UI-Ins: Enhancing GUI Grounding with Multi-Perspective Instruction as Reasoning
Abstract
GUI grounding, which maps natural-language instructions to actionable UI elements, is a core capability of GUI agents. Prior work largely treats instructions as a static proxy for user intent, overlooking the impact of instruction diversity on grounding performance. Through a careful investigation of existing grounding datasets, we find a 23.3\% flaw rate in their instructions and show that inference-time exploitation of instruction diversity yields up to a 76\% relative performance improvement. In this paper, we introduce the "Instruction as Reasoning" paradigm, treating instructions as dynamic analytical pathways that offer distinct perspective and enabling the model to select the most effective pathway during reasoning. To achieve this, we propose a two-stage training framework: supervised fine-tuning (SFT) on synthesized, diverse instructions to instill multi-perspective reasoning, followed by reinforcement learning (RL) to optimize pathway selection and composition.

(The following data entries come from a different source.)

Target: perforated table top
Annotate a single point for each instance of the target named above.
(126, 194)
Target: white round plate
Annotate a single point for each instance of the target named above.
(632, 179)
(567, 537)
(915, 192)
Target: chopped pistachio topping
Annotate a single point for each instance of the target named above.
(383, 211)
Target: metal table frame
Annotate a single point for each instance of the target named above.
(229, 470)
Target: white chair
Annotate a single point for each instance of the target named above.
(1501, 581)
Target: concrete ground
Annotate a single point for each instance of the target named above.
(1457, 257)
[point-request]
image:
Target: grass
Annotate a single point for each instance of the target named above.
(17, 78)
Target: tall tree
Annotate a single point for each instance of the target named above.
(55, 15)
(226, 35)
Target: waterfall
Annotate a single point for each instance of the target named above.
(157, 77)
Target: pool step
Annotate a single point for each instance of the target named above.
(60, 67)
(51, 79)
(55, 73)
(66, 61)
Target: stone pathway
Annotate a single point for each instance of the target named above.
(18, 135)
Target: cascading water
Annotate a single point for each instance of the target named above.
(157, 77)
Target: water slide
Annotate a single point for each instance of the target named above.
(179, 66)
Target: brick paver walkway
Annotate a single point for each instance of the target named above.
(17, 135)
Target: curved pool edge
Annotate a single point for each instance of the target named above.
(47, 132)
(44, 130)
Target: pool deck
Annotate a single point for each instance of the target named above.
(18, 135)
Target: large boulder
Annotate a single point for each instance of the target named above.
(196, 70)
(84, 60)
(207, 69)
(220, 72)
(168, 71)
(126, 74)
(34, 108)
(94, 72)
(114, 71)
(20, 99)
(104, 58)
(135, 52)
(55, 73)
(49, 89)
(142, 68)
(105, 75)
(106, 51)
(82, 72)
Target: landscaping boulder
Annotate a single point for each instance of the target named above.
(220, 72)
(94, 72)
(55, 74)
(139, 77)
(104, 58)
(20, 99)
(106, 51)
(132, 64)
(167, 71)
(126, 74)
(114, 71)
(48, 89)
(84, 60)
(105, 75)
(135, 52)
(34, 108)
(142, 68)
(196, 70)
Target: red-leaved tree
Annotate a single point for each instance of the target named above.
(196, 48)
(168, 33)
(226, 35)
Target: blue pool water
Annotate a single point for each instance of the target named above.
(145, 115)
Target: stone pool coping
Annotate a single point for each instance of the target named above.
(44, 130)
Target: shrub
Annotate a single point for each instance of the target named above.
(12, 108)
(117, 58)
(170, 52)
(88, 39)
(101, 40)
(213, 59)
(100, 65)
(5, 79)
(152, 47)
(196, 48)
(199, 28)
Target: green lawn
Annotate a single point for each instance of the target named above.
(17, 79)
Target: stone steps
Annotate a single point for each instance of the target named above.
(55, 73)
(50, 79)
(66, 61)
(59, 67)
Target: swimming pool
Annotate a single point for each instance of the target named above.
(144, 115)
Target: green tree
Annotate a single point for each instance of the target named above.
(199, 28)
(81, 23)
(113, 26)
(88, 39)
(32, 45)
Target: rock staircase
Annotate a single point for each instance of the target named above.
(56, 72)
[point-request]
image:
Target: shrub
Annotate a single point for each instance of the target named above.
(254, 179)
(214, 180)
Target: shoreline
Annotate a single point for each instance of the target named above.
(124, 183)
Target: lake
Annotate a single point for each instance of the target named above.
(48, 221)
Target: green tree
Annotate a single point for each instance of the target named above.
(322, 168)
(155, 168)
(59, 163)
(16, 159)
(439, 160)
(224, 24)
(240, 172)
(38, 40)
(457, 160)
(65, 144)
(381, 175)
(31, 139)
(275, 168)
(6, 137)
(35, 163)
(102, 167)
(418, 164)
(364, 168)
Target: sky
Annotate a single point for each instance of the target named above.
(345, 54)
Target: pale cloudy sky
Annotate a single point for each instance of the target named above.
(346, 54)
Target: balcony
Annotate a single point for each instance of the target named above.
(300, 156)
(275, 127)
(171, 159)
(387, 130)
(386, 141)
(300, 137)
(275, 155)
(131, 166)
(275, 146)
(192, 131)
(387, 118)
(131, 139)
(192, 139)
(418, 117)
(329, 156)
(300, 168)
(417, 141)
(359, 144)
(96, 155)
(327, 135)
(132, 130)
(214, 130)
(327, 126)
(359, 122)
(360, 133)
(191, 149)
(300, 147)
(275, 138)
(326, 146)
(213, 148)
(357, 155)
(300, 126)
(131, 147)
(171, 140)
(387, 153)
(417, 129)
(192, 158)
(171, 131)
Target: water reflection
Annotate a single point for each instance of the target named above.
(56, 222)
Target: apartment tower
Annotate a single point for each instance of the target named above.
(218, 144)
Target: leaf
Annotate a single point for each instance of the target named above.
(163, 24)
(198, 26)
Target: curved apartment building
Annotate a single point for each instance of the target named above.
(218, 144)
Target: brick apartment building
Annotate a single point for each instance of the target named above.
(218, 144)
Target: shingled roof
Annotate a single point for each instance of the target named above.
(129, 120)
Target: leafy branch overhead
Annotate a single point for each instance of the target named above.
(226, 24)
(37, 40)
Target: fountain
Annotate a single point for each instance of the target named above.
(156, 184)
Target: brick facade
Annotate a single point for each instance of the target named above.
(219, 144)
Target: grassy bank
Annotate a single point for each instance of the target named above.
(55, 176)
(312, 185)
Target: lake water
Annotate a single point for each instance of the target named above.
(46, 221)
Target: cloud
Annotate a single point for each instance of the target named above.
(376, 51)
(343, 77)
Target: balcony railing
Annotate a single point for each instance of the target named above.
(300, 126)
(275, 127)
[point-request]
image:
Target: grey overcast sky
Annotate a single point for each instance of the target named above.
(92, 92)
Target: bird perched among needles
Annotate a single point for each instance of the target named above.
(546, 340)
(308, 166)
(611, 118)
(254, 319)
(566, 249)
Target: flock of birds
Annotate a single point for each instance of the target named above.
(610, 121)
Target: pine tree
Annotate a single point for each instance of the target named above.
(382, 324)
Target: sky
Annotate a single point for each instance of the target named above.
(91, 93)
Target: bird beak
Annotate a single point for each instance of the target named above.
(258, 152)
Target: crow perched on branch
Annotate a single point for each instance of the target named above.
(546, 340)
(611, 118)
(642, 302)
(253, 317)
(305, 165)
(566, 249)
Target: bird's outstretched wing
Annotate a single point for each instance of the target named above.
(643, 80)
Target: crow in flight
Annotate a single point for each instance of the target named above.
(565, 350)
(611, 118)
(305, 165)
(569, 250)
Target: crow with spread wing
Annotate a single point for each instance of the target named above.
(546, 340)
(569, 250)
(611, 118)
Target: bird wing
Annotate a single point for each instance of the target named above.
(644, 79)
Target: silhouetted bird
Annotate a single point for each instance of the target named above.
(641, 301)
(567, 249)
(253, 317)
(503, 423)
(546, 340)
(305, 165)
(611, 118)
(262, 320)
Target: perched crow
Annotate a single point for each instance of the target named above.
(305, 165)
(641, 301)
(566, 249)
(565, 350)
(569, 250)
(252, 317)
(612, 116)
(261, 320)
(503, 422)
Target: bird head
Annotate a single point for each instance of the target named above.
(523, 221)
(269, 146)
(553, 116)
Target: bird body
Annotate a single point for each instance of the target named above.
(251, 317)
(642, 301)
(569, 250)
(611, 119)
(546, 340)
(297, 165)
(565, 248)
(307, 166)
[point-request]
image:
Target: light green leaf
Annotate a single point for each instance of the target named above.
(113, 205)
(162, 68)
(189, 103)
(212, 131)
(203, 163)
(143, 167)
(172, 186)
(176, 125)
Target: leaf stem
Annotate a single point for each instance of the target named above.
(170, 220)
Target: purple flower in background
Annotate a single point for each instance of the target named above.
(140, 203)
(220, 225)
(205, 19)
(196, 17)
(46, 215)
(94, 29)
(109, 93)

Our resulting models, UI-Ins-7B and UI-Ins-32B, achieve state-of-the-art results on five challenging benchmarks and exhibit emergent reasoning, selectively composing and synthesizing novel instruction pathways at inference. In particular, UI-Ins-32B attains the best grounding accuracy: 87.3\% on UI-I2E-Bench and 84.9\% on MMBench-GUI L2, besides, UI-Ins-7B yields superior agent performance, achieving a 66.1\% success rate on the AndroidWorld. All code, data, and models will be publicly released.